As suggested, there is a moral component to Griner stepping onto Russia soil. Arriving a week before the invasion of Ukraine, Griner however still cannot claim she was outside the moral sphere—because Putin as Russia’s nefarious autocrat has been inimical to western nations for well over a decade. In 2014, Putin annexed Crimea. In 2016, Putin struck at the very heart of democracy by interfering in our U.S. presidential election. And long before these years, and just as well afterwards, Putin has waged a global assassination campaign against his political foes and perceived enemies. Since at least the 2006 fatal polonium-210 poisoning of Alexander Litvinenko, a Russian defector living in England, others have been targeted as well: Sergei and Yulia Skripal, also in England, stricken in 2018 by the Russian nerve agent Novichok; Alexei Navalny, in 2020 also stricken by Novichok, who later returned to Russia to find himself imprisoned on trumped-up charges.

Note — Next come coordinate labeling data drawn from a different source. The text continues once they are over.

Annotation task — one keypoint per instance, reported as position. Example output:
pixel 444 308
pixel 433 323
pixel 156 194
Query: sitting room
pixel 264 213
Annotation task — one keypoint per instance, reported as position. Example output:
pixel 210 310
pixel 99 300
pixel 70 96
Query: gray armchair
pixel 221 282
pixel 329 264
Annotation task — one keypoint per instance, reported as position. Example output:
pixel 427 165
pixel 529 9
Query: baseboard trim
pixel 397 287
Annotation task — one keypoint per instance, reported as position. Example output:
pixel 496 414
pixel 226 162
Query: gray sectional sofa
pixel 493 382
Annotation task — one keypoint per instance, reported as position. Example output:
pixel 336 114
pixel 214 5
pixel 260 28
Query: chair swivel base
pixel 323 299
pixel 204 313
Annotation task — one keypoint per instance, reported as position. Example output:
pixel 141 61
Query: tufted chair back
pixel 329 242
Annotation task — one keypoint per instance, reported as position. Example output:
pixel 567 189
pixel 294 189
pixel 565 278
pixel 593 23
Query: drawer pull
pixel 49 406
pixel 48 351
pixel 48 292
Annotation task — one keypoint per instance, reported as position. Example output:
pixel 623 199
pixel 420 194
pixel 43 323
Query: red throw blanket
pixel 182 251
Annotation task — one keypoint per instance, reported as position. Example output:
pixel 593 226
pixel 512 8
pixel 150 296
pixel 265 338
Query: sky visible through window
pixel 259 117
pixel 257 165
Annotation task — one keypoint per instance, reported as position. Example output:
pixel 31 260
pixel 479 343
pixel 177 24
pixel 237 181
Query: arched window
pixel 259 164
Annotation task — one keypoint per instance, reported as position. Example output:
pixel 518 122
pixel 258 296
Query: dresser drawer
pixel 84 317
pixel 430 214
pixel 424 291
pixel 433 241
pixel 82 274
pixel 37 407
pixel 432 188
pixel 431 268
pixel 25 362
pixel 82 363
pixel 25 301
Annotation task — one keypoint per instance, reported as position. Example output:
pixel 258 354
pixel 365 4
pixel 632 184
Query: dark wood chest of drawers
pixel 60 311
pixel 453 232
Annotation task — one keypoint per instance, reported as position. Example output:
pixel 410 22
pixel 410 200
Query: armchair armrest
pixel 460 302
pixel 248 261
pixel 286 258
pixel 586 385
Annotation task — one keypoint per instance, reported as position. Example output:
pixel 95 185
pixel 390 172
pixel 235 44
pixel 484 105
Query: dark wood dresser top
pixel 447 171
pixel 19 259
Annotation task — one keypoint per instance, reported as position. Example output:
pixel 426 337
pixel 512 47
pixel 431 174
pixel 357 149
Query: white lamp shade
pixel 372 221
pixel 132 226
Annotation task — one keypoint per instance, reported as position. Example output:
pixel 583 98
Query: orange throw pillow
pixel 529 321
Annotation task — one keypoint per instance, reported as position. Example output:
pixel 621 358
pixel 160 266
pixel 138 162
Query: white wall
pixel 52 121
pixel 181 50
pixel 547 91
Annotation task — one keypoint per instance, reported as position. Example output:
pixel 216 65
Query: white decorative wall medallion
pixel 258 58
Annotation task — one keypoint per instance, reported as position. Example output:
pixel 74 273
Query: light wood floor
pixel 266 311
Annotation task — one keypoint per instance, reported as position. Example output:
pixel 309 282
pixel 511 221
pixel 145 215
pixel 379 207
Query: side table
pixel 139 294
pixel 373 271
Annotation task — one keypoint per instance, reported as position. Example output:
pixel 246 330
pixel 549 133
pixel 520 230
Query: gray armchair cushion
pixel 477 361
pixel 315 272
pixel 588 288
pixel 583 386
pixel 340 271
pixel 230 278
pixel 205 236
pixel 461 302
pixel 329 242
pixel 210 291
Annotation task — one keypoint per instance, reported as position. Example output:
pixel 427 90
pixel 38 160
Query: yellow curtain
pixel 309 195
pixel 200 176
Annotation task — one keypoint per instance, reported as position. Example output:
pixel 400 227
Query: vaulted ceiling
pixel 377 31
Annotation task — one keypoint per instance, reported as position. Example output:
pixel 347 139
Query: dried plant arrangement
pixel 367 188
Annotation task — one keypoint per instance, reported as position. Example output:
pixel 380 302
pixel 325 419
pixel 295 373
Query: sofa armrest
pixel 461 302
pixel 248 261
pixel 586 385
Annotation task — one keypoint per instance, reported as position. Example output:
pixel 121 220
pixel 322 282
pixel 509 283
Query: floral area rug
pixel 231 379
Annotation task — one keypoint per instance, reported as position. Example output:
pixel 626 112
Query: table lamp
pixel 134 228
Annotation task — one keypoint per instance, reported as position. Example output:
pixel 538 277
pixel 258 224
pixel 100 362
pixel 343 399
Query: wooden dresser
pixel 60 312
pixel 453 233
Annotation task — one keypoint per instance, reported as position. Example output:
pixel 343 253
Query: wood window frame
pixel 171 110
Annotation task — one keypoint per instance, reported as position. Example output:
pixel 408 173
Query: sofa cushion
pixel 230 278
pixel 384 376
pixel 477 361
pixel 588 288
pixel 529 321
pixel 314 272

Plus, the mysterious deaths of other Putin critics, most notably Boris Nemtsov, in 2015, shot dead outside the Kremlin. Considering the increasingly dark landscape of Putin’s Russia, any American who now travels there for non-political purposes can no longer reasonably claim they bear no moral obligations. This would be like saying it’s of no or little import that Putin meddles in our elections and goes about killing his opponents so long as there’s Russian rubles to be made. And precisely on that score many western corporations have since learned the hard way, seeing their businesses and assets in Russia appropriated by the state in the wake of Putin’s invasion of Ukraine. But isn’t this precisely what Brittney Griner thought? That in the grand scheme of things, nothing that Putin has done through the years stood in the way of her earning money playing basketball. Otherwise, if that hadn’t crossed her mind, then Griner would just be spectacularly naïve.
So why not let her learn the hard way too?
Update: With the misguided December 2022 prisoner swap of Griner, a mere basketball player, for convicted Russian arms dealer Victor Bout, Paul Whelan—almost certainly an American spy sent to Russia under non-official cover—still remains in Russian detention.